Si vous voulez voir Youssou Ndour non pas comme une star planétaire, mais juste, comme un frère (petit ou grand), comme un neveu, comme un pote, comme n´importe qui, qui éventuellement est susceptible d´être dévoré par les moustiques le soir chez lui-même. Si vous voulez voir Youssou Ndour descendre de la chaloupe de Gorée comme des dizaines de quidams chaque jour de l’année. Alors regardez le film : « Youssou Ndour Retour à Gorée », du réalisateur suisse Pierre Yves Borgeaud.
Ce road-movie musical qui montre le périple de Youssou Ndour à travers les USA, en passant par le Luxembourg, est ponctué de séances de répétitions et de préparations de concerts, de discussions et de déclamations de poèmes liées à la question de l’esclavage.

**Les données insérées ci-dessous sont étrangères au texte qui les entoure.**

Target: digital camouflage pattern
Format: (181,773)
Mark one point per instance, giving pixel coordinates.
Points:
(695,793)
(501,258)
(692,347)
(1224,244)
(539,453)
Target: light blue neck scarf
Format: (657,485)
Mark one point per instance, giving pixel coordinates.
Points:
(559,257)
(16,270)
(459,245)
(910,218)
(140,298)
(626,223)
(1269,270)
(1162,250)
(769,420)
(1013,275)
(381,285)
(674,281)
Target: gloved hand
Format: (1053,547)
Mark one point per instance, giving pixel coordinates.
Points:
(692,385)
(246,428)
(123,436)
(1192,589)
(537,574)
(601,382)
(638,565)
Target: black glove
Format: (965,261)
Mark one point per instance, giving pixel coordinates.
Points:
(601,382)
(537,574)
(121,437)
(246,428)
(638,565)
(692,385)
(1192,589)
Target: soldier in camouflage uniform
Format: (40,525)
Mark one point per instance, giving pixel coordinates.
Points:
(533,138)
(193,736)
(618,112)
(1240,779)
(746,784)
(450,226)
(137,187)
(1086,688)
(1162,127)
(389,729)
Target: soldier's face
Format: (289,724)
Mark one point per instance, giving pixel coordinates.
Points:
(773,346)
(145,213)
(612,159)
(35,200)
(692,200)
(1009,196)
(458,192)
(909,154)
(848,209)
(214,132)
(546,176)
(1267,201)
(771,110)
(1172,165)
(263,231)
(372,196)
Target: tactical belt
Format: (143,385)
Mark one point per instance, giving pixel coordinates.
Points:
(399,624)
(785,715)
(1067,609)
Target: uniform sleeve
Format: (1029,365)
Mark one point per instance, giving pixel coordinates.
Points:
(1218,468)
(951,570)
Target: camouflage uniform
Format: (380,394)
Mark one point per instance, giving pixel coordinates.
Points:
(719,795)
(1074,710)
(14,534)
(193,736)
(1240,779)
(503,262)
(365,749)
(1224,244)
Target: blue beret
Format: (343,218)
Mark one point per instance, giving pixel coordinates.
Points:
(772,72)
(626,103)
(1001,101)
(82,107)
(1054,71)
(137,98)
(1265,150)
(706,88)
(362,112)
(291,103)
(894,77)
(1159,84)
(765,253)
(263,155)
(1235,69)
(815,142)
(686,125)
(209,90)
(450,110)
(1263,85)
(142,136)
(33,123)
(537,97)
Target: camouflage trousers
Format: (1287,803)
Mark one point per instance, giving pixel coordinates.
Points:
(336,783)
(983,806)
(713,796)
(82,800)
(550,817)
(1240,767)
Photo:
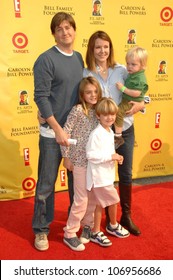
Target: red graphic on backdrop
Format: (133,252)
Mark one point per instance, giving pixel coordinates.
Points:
(157,120)
(17,8)
(156,144)
(28,184)
(62,177)
(166,14)
(26,156)
(20,40)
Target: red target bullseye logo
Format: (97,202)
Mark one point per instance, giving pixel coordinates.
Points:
(28,184)
(156,144)
(20,40)
(166,14)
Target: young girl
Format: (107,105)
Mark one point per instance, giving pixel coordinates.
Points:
(80,122)
(101,155)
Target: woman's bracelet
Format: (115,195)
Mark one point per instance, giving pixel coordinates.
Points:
(123,89)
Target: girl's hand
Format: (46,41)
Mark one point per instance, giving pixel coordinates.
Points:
(136,107)
(68,164)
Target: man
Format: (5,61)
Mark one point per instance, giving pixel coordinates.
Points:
(57,73)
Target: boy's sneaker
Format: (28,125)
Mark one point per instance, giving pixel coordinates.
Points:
(74,243)
(41,242)
(100,239)
(118,141)
(119,231)
(85,235)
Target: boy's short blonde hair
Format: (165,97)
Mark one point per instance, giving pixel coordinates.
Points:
(106,106)
(140,53)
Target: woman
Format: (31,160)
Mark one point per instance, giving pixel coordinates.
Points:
(101,64)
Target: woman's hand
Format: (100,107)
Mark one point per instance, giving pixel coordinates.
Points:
(118,158)
(68,164)
(136,107)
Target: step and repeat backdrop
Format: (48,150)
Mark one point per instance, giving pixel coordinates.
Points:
(25,33)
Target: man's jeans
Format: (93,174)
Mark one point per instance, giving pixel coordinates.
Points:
(126,150)
(49,162)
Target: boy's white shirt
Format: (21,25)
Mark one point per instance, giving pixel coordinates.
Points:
(99,150)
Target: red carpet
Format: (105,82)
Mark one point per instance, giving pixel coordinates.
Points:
(152,211)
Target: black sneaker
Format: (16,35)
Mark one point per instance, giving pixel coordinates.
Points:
(100,239)
(85,235)
(74,243)
(119,231)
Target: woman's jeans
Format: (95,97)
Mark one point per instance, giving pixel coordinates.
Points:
(126,150)
(49,162)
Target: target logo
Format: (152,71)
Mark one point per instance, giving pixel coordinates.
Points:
(20,40)
(156,144)
(28,184)
(166,14)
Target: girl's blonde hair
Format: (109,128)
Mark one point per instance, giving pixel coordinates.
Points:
(90,59)
(140,53)
(106,106)
(84,82)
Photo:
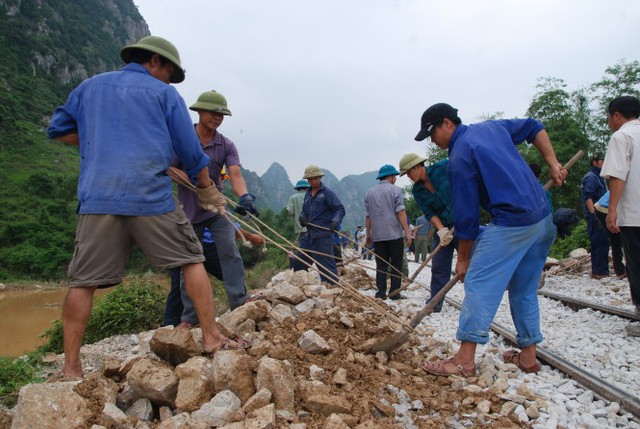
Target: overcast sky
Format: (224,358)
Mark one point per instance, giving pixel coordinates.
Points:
(343,84)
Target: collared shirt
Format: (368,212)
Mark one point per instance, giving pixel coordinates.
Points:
(221,152)
(423,225)
(593,187)
(322,209)
(381,204)
(436,203)
(294,208)
(130,124)
(623,162)
(486,170)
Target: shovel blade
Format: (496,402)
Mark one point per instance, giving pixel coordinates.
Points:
(391,343)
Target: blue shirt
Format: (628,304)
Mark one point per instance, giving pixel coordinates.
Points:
(221,151)
(130,125)
(436,203)
(423,224)
(486,170)
(593,187)
(322,209)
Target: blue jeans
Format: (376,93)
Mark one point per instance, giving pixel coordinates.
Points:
(506,258)
(324,260)
(599,246)
(441,266)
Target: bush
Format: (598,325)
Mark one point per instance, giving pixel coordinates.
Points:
(15,373)
(578,238)
(131,308)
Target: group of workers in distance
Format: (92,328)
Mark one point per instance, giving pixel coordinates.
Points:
(131,126)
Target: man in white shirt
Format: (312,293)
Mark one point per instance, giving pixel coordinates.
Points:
(622,168)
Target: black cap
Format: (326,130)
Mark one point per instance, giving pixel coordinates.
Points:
(432,117)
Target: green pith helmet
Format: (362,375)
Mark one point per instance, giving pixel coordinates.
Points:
(409,161)
(159,46)
(386,171)
(211,101)
(312,171)
(301,184)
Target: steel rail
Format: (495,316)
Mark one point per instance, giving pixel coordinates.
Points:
(576,304)
(600,387)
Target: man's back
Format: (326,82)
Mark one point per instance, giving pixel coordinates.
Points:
(122,118)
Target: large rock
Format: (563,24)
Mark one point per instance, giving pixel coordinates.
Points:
(255,311)
(154,380)
(196,383)
(314,343)
(224,408)
(277,377)
(233,370)
(175,346)
(51,406)
(327,405)
(287,293)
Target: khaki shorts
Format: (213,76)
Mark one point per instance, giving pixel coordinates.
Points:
(103,243)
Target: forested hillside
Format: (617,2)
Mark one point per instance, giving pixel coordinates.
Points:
(47,48)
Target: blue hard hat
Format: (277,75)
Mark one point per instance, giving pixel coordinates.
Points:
(387,170)
(302,184)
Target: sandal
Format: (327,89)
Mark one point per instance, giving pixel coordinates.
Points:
(513,356)
(446,367)
(255,297)
(232,342)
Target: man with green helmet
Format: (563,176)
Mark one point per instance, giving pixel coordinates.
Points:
(431,192)
(322,213)
(129,124)
(211,107)
(386,223)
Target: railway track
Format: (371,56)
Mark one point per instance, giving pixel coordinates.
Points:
(599,386)
(577,304)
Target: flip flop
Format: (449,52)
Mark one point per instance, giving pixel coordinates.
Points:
(513,356)
(232,342)
(255,297)
(446,367)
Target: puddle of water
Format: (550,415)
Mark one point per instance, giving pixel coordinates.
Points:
(25,315)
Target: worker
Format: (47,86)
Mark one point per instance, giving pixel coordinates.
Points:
(322,213)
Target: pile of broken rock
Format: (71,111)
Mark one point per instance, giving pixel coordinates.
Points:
(308,367)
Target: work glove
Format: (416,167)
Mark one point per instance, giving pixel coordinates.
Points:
(445,236)
(246,207)
(211,199)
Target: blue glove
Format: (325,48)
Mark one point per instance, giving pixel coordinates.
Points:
(246,207)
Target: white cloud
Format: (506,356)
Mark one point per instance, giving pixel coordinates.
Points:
(342,84)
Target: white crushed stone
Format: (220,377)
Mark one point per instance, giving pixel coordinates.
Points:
(591,340)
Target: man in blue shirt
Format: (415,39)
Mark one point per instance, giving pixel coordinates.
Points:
(322,213)
(433,196)
(486,170)
(129,124)
(593,188)
(421,242)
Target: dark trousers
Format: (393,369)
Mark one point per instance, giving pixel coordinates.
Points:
(599,246)
(324,259)
(388,252)
(616,245)
(441,266)
(631,245)
(174,307)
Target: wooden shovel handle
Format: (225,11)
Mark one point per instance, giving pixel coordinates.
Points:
(567,166)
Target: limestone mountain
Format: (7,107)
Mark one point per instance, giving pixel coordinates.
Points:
(276,180)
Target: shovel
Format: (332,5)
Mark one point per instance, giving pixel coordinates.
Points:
(396,340)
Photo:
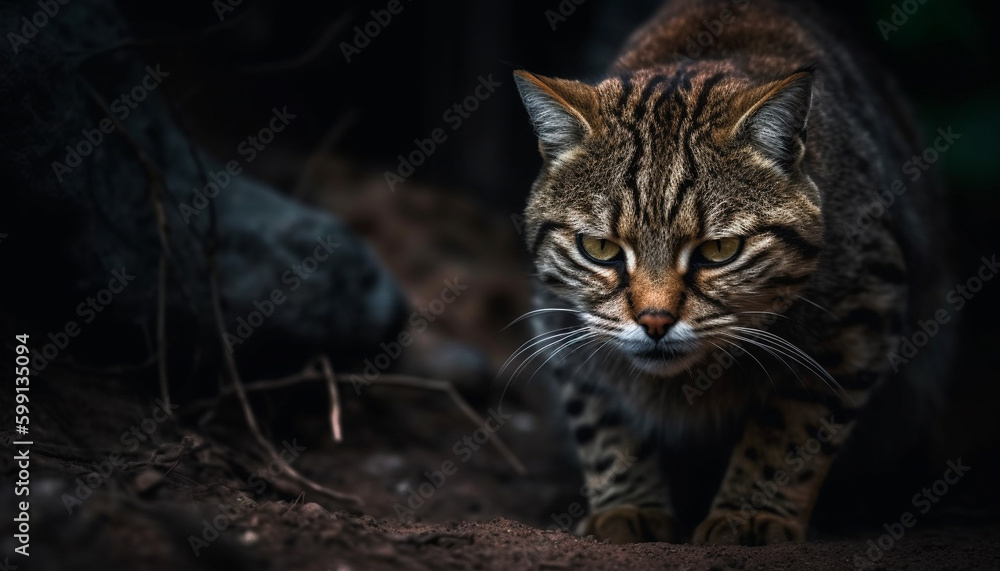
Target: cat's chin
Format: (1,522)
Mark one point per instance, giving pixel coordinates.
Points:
(665,366)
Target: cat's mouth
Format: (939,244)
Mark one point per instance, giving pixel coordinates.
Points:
(665,360)
(664,353)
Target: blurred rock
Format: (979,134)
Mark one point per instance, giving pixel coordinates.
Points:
(79,222)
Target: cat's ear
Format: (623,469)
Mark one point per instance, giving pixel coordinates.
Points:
(774,119)
(563,112)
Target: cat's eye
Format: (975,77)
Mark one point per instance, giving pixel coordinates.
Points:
(600,250)
(718,251)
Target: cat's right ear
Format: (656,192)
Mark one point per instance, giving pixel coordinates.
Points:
(563,112)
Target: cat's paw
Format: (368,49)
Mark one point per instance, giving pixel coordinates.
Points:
(731,528)
(629,524)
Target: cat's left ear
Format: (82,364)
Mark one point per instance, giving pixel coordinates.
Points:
(563,112)
(775,117)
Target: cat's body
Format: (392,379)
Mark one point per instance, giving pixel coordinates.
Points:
(770,143)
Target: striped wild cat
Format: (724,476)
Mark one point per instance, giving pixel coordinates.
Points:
(714,314)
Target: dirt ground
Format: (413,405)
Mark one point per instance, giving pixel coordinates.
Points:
(196,497)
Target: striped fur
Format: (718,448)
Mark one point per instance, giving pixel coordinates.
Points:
(777,136)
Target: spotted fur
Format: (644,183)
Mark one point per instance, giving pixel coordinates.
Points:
(775,134)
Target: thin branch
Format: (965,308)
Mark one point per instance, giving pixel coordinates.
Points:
(463,405)
(309,374)
(331,384)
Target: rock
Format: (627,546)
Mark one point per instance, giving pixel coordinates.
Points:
(81,228)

Pierre Yves à travers une démarche faite de poésie et d´un souci de pragmatisme et d’efficacité a su bien résumer ce voyage qui a débuté au lieu de la porte du voyage sans retour pour se terminer au même endroit.
La réussite du film à mon sens tient du fait que Pierre Yves est parvenu à filmer Youssou Ndour non pas comme une staaar, mais juste comme un homme complètement accessible. Un homme qui marche seul dans les rues plutôt délabrées de la Nouvelles orléans. Un homme qui arrive à l´aéroport sans être accueilli, sinon que par ses amis. Un homme qui offre avec une certaine sollicitude son épaule á Moncef Genoud (handicapé visuel) pour le guider d´un endroit á un autre. Un homme habillé en survêtement sportif, et assis à même la moquette sans aucun souci de son « Image ».
Heureusement que Pierre Yves a eu cette intelligence. Autrement qui peut être (fusse-t-il Youssou Ndour), une star devant Joseph Ndiaye qui (toujours égal à lui-même) a vu défiler devant lui à la maison des esclaves Georges W Bush, le Pape Jean Paul II, Barack Obama, Bill Clinton, Nelson Mandela, etc… Comment être une start devant Amiri et Amina Baraka, qui jusqu´á leur dernier souffle ont combattu pour un monde plus juste et plus équilibré, en particulier pour des afro-américains ? Comment être une star devant Idriss Muhamed ce digne fils spirituel de l´impérissable Art Blakey ? Idriss qui a accompagné les plus grands jazzmen de son époque Ahmad Jamal, Randy Weston, Pharoah Sanders, Jonnhy Griffin, etc. Pourtant dans le film on voit Idriss qui marche dans les rues de Dakar dans un total anonymat, avec une attitude qui faisait que n’importe qui pouvait l’interpeller et avoir un moment d´échanges avec lui.
Dakar, New-Orléans, Gorée, Jazz
Presque vingt ans après sa sortie (2027), le film n´a pris aucun ride. Nous l´avons vu hier samedi 15 Mars au cinéma city-club de Pully à Lausanne où la culture sénégalaise fut à l´honneur. La projection était suivie d´un concert du groupe Jëf Jël de Thiès qui a livré au public une prestation époustouflante.